Theorem12.3.1The Square Root of Fermat's Little Theorem

\begin{equation*}a^{(p-1)/2}\equiv \pm 1\text{ (mod }p)\text{ for any odd prime modulus }p\nmid a\end{equation*}

Algorithm12.3.2Miller's test for base \(a\)

We will proceed by dividing and then checking a congruence.

• Begin with taking \(n-1\); divide it by two, and then check the power \begin{equation*}a^{(n-1)/2}\text{ (mod }n)\end{equation*} If the result is \(-1\) we say \(n\) passes Miller's test. If the result is not \(\pm 1\), we say it fails Miller's test (since if \(n\) is prime, the result would certainly be \(\pm 1\)). If the result is \(+1\), we continue.
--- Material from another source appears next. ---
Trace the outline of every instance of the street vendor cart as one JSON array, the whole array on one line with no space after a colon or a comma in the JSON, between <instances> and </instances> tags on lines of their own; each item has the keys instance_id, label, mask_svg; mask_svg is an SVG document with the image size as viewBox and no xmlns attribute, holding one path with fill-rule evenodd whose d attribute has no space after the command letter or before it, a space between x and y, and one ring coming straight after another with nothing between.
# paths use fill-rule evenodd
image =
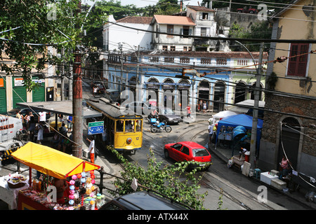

• Assuming \(a^{(n-1)/2}\equiv 1\), we continue by dividing the power itself by two and then taking \(a\) to that new power. Once again, if the result is \(-1\) we say \(n\) passes the test, and if it is not \(\pm 1\), we say it fails.

• If the result is \(+1\), continue dividing the power by two, check the result. If we arrive at the point where we have divided \(n-1\) by all possible powers of two and the result is still \(\pm 1\), then we say \(n\) passes the test.